Algunos espectadores se ríen. ¿Zoncera? ¿Nerviosidad? ¡Quien sabe!
El reo
se sienta reposadamente en el banquillo. Apoya la espalda y saca pecho. Mira
arriba. Luego se inclina y parece, con las manos abandonadas entre las rodillas
abiertas, un hombre que cuida el fuego mientras se calienta agua para tomar el
mate.
Permanece
así cuatro segundos. Un suboficial le cruza una soga al pecho, para que cuando
los proyectiles lo maten no ruede por tierra. Di Giovanni gira la cabeza de
derecha a izquierda y se deja amarrar.
Ha
formado el blanco pelotón de fusileros. El suboficial quiere vendar al
condenado. Éste grita:
-Venda
no.
Mira
tiesamente a los ejecutores. Emana voluntad. Si sufre o no, es un secreto. Pero
permanece así, tieso, orgulloso.
Surge
una dificultad. El temor al rebote de las balas hace que se ordene a la tropa,
perpendicular al pelotón fusilero, retirarse unos pasos.
Di
Giovanni permanece recto, apoyada la espalda en el respaldar. Sobre su cabeza,
en una franja de muralla gris, se mueven piernas de soldados. Saca pecho. ¿Será
para recibir las balas?
-Pelotón,
firme. Apunten.
La voz
del reo estalla metálica, vibrante:
-¡Viva
la anarquía!
-¡Fuego!
Resplandor
subitáneo. Un cuerpo recio se ha convertido en una doblada lámina de papel. Las
balas rompen la soga.
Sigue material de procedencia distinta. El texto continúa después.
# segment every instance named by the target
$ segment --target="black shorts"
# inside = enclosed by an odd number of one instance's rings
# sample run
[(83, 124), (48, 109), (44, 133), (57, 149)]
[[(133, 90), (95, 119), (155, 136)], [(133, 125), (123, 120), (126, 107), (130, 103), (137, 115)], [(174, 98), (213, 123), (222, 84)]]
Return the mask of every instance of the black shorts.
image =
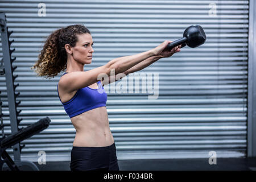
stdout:
[(71, 151), (71, 171), (119, 171), (115, 143), (106, 147), (76, 147)]

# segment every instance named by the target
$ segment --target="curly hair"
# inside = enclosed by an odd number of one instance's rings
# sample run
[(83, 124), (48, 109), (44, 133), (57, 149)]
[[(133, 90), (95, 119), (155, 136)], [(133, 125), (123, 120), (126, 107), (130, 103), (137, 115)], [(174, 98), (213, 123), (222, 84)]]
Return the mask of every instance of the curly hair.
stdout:
[(82, 24), (75, 24), (55, 30), (47, 38), (36, 63), (31, 68), (35, 69), (38, 76), (47, 76), (46, 78), (58, 75), (67, 69), (67, 53), (66, 44), (72, 47), (76, 46), (76, 35), (88, 33), (90, 31)]

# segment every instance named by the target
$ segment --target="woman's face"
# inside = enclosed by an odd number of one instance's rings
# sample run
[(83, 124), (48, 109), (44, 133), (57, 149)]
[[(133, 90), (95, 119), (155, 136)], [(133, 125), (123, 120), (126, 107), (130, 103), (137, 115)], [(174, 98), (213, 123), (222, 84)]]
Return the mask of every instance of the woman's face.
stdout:
[(78, 38), (76, 46), (72, 47), (73, 57), (83, 64), (92, 63), (93, 42), (90, 34), (76, 35)]

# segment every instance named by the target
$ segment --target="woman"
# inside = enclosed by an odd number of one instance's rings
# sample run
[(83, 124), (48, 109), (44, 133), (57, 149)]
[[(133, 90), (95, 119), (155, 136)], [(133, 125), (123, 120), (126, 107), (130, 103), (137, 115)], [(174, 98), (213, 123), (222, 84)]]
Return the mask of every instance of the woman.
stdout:
[[(167, 50), (171, 42), (166, 40), (148, 51), (116, 58), (85, 72), (84, 66), (92, 63), (94, 52), (88, 29), (81, 24), (69, 26), (48, 36), (32, 68), (38, 76), (47, 77), (54, 77), (66, 69), (57, 84), (57, 92), (76, 131), (71, 151), (71, 170), (119, 170), (106, 108), (107, 96), (97, 92), (97, 89), (104, 89), (102, 86), (113, 80), (111, 77), (118, 73), (127, 76), (179, 52), (180, 46)], [(114, 69), (115, 75), (110, 76), (111, 69)], [(97, 80), (101, 73), (109, 76), (109, 82)]]

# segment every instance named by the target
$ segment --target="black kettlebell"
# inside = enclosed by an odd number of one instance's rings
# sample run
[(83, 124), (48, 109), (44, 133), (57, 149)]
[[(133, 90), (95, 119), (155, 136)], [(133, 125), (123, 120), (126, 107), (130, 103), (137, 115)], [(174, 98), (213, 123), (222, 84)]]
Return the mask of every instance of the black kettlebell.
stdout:
[(181, 48), (185, 46), (195, 48), (202, 45), (207, 38), (203, 28), (198, 24), (192, 25), (185, 30), (183, 38), (174, 41), (167, 45), (167, 48), (171, 50), (175, 47), (181, 45)]

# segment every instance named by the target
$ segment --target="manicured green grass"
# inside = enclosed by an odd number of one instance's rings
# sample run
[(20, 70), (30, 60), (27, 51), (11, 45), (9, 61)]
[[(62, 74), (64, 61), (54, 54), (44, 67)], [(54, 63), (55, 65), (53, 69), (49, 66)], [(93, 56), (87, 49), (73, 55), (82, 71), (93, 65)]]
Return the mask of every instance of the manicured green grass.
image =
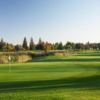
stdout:
[(0, 65), (0, 100), (99, 99), (99, 52)]

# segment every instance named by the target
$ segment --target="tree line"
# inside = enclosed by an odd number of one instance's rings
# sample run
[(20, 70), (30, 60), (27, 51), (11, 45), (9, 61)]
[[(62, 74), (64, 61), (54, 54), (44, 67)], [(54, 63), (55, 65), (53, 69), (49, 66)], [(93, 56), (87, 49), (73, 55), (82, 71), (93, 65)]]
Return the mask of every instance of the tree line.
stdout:
[(37, 44), (34, 43), (33, 38), (30, 38), (28, 43), (27, 38), (24, 37), (22, 44), (10, 44), (1, 38), (0, 40), (0, 51), (10, 52), (10, 51), (34, 51), (34, 50), (44, 50), (45, 52), (49, 50), (100, 50), (100, 43), (74, 43), (67, 41), (66, 44), (62, 42), (49, 43), (44, 42), (41, 38)]

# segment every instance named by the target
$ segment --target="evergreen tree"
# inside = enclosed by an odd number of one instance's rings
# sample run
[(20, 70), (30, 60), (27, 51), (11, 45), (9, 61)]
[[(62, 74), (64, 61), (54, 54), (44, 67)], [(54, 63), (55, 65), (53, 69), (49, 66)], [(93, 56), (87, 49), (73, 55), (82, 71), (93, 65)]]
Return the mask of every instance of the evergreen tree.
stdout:
[(34, 45), (34, 42), (33, 42), (33, 38), (32, 37), (30, 39), (29, 49), (30, 50), (34, 50), (35, 49), (35, 45)]
[(24, 37), (22, 47), (23, 47), (23, 49), (28, 50), (28, 45), (27, 45), (27, 39), (26, 39), (26, 37)]
[(63, 50), (63, 49), (64, 49), (62, 42), (60, 42), (60, 43), (58, 44), (58, 48), (57, 48), (57, 49), (58, 49), (58, 50)]
[(41, 40), (41, 38), (39, 38), (39, 42), (36, 45), (36, 49), (37, 50), (43, 50), (44, 49), (44, 42)]

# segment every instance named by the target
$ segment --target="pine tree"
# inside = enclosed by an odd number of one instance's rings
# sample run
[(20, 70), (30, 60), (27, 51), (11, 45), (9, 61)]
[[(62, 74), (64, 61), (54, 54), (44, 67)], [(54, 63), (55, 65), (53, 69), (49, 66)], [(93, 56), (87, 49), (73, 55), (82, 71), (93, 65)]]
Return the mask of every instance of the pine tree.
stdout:
[(26, 37), (24, 37), (22, 47), (23, 47), (23, 49), (28, 50), (28, 45), (27, 45), (27, 39), (26, 39)]
[(31, 37), (31, 39), (30, 39), (29, 49), (30, 49), (30, 50), (34, 50), (34, 49), (35, 49), (35, 44), (34, 44), (34, 42), (33, 42), (33, 38), (32, 38), (32, 37)]

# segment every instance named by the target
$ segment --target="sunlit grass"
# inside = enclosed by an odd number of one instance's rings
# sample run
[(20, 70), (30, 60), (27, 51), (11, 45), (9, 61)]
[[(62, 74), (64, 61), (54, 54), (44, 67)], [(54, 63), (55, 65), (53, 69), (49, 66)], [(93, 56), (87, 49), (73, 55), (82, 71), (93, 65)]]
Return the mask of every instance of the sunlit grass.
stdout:
[(99, 100), (98, 53), (1, 64), (0, 100)]

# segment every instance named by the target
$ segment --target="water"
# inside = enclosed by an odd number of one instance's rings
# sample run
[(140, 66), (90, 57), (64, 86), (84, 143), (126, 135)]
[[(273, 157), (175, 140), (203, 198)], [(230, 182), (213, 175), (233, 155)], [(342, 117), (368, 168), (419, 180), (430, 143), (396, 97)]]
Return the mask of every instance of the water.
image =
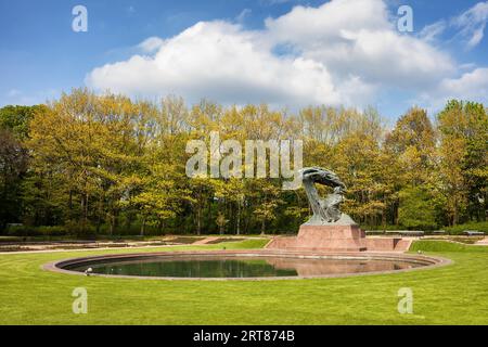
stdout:
[(110, 259), (65, 267), (66, 270), (93, 273), (169, 278), (262, 278), (347, 274), (403, 270), (422, 264), (404, 260), (301, 259), (284, 257), (143, 257)]

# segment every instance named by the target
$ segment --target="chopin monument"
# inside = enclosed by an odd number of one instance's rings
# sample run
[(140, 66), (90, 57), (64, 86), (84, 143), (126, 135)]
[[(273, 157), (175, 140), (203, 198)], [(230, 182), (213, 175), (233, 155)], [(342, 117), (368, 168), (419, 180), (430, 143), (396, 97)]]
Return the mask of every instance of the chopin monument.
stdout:
[[(346, 185), (334, 172), (309, 167), (300, 170), (300, 179), (313, 216), (300, 226), (296, 237), (277, 237), (268, 248), (325, 252), (367, 250), (365, 234), (346, 214), (341, 211)], [(322, 198), (316, 184), (333, 189)]]

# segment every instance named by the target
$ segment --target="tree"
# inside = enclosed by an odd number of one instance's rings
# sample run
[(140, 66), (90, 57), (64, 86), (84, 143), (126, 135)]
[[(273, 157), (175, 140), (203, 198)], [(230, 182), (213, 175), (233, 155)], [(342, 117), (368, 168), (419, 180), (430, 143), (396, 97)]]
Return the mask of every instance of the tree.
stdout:
[(398, 221), (409, 229), (435, 229), (436, 214), (433, 197), (426, 187), (406, 188), (400, 191)]
[(488, 120), (477, 103), (450, 101), (438, 115), (440, 180), (450, 224), (485, 218)]
[(0, 128), (0, 230), (8, 222), (21, 221), (20, 190), (27, 163), (27, 151), (12, 131)]

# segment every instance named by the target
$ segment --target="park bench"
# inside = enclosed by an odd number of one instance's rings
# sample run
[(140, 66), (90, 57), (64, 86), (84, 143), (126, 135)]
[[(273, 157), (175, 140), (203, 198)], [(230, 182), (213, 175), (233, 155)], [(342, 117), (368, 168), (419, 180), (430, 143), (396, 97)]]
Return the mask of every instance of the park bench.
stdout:
[(483, 236), (485, 233), (483, 231), (477, 230), (464, 230), (464, 234), (468, 236)]

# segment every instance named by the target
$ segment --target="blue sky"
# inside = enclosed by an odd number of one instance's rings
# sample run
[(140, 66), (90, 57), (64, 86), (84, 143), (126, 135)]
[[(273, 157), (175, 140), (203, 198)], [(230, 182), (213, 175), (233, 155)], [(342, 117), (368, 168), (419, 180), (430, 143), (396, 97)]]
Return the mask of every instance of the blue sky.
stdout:
[[(77, 4), (87, 33), (72, 29)], [(396, 30), (402, 4), (412, 33)], [(0, 106), (88, 86), (434, 113), (449, 98), (488, 101), (487, 20), (488, 2), (466, 0), (0, 0)]]

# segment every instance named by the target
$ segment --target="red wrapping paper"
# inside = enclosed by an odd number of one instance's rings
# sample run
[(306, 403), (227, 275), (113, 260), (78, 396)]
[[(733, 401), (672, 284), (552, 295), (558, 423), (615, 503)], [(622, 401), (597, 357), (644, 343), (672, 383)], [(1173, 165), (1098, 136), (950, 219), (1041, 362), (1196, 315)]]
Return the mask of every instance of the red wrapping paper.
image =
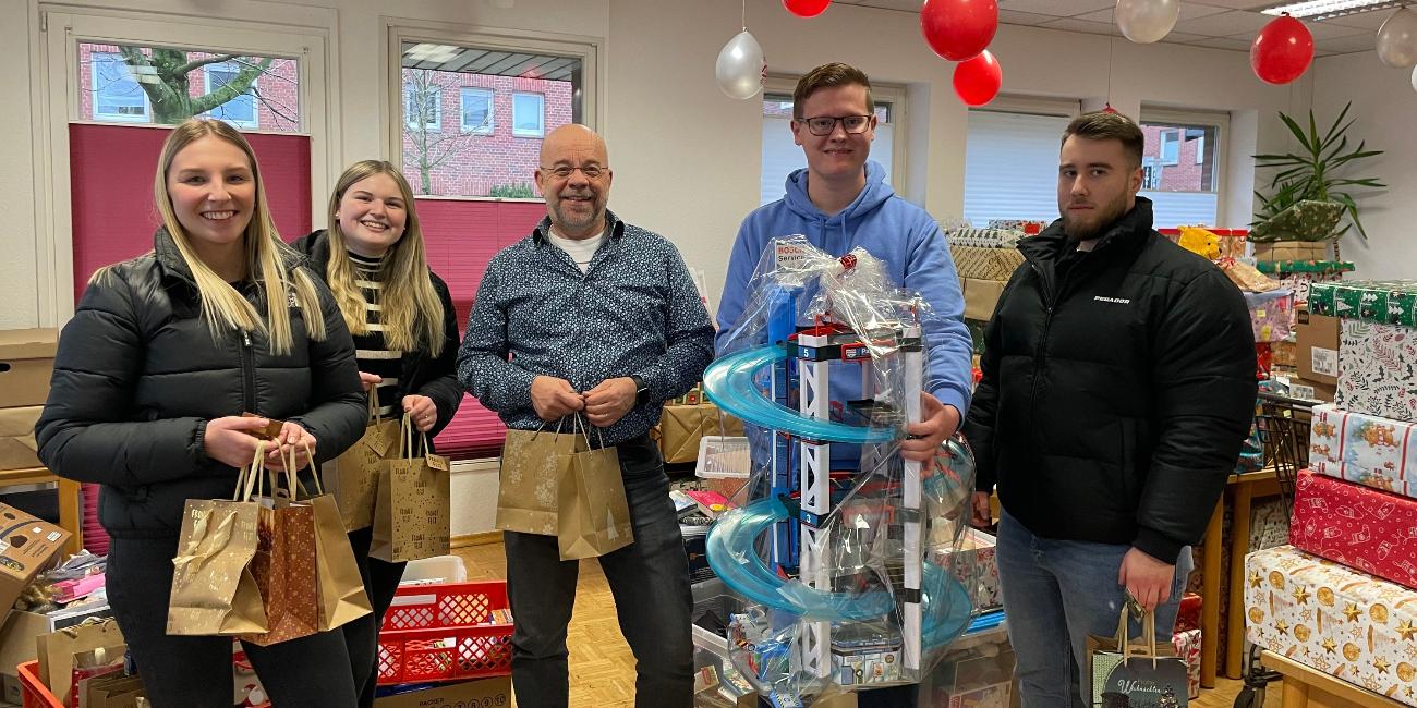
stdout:
[(1417, 498), (1302, 470), (1294, 486), (1289, 542), (1417, 589)]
El cuerpo cae de cabeza y queda en el pasto verde con las
manos tocando las rodillas.
Fogonazo
del tiro de gracia.
Muerto.
Las
balas han escrito la última palabra en el cuerpo del reo. El rostro permanece
sereno. Pálido. Los ojos entreabiertos. Un herrero a los pies del cadáver.
Quita los remaches del grillete y de la barra de hierro. Un médico lo observa.
Certifica que el condenado ha muerto. Un señor, que ha venido de frac y zapatos
de baile, se retira con la galera en la coronilla. Parece que saliera del
cabaret. Otro dice una mala palabra.
Veo cuatro
muchachos pálidos como muertos y desfigurados que se muerden los labios; son:
Gauna, de La Razón , Álvarez de Última hora, Enrique Gonzáles Tuñón, de Crítica y Gómez, de El Mundo.
Yo estoy como borracho. Pienso en los que se reían. Pienso que a la entrada de
la penitenciaría debería ponerse un cartel que rezara:
-Está
prohibido reírse.
-Está prohibido concurrir con zapatos de baile.